Every year about this time, my weight goes up and my fitness level takes a precipitous turn downward. You see, I have this seasonal job in which the big kahuna event of the year occurs in mid-July. So usually around mid-to-late May, I start cutting back on workouts. I tell my trainer I am too busy to make appointments, and until this year, I never worked out unless I was with him. I was seeing him twice a week, so in May I’d cut back to once, and in June, I’d stop altogether. I’d be massively stressed, working long hours, with no endorphins. The stress eating would ratchet up. Then during the event itself in July, I would eat like there’s no tomorrow. Most people attending this event are horrified at the carb-laden, institutional food (think high school cafeteria) but for me, it kept me literally grounded so I didn’t spin off into space. Sloppy Joes, mac and cheese, pizza: BRING IT ON. Then I would eat for a week or two after the event, and by the end of summer I would be a total walrus. I’d slink back to my trainer in September, overweight and embarrassed, and we’d start at square one. Again.

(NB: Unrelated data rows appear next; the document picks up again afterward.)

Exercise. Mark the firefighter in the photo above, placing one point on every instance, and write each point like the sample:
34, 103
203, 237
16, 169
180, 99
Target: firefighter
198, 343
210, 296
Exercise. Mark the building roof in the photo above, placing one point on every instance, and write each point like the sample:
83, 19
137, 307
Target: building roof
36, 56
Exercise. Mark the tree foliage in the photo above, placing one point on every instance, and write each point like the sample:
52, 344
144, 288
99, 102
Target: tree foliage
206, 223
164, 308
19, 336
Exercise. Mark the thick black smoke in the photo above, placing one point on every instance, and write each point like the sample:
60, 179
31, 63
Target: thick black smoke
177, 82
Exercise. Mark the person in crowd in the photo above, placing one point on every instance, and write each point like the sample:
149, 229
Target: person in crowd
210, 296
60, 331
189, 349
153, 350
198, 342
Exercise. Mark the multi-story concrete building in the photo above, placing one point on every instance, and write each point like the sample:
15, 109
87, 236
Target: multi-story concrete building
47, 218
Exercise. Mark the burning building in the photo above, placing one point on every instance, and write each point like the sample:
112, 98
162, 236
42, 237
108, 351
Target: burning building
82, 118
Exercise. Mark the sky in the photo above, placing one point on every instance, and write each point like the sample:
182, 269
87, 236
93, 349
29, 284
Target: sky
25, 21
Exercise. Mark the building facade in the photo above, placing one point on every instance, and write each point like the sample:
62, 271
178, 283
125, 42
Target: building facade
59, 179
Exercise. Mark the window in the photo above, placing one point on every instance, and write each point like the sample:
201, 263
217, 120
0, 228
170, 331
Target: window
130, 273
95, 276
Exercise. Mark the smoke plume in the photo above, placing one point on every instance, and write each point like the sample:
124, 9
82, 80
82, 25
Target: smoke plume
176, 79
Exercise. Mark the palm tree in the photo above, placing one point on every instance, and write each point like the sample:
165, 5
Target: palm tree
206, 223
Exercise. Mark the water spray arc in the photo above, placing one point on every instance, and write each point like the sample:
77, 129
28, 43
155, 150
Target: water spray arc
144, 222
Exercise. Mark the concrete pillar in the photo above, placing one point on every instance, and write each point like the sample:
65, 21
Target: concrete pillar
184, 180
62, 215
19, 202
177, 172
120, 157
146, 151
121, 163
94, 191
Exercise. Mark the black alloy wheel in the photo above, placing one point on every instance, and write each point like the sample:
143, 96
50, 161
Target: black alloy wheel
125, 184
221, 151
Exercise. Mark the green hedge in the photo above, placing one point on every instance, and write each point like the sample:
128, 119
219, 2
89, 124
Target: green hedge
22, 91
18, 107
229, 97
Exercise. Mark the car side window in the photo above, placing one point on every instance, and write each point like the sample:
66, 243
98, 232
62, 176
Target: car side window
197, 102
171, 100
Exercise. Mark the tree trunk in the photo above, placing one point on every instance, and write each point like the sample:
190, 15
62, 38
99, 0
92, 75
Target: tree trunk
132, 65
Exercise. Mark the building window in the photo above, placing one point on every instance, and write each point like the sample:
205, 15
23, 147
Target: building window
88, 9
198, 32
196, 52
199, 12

Well, it’s June. My event is about five weeks away and I am determined that this is not going to happen. Not this year.
I HAVE A PLAN.
First, I’ve decided to switch to some evening workouts. I have not worked out in the evening very much since.. when? Since I was single? Twenty-five years ago? It’s really hard to wrench oneself out of the house when there are little kid betimes, bath, story and the like. But my kids can bathe themselves now, and they go to bed later than I do. Normally I see my trainer on Wednesday afternoons, which means leaving my work in mid-afternoon. During most of the year this is fine – it’s a part-time job, but in June it just doesn’t work. But instead of cancelling Monday workouts, I am switching to 6pm kickboxing class! YEAH!!!!!! (thanks for all the votes, kickboxing people!)
I’m going to continue to work out every day if possible, either running, going to a classs, going to the gym, SOMETHING. Even when I am AT MY EVENT. I am going to continue to eat as mindfully as possible, ESPECIALLY at the event. (we have switched locations and I am happy to report that the new place has a big giant salad and soup bar, and fresh fruit, and definitely healthier fare) I am not going to get into this summer stress-and-fatness cycle again.
I am excited!
And tonight I’m going to cardio kickboxing class. I didn’t have time to exercise today because I had to take various family members to medical appointments today. Normally if I do not get a workout before afternoon, it just isn’t gonna happen. But I realize I feel really bad if I do not workout now. My friend A just called and said she would come with me! Yeah! (I put an announcement on Facebook and invited everyone I know to come with me and I think she is the only taker)
Another plus-side to exercising in the evening is that it will hopefully keep me from overeating at dinner. I’m just having a tiny pre-workout snack, and then leftovers when I get home.
Can I say it again? I am excited! I’m changing a pattern I’ve had for the last five years, which I always felt was inevitable. Well guess what? It’s not!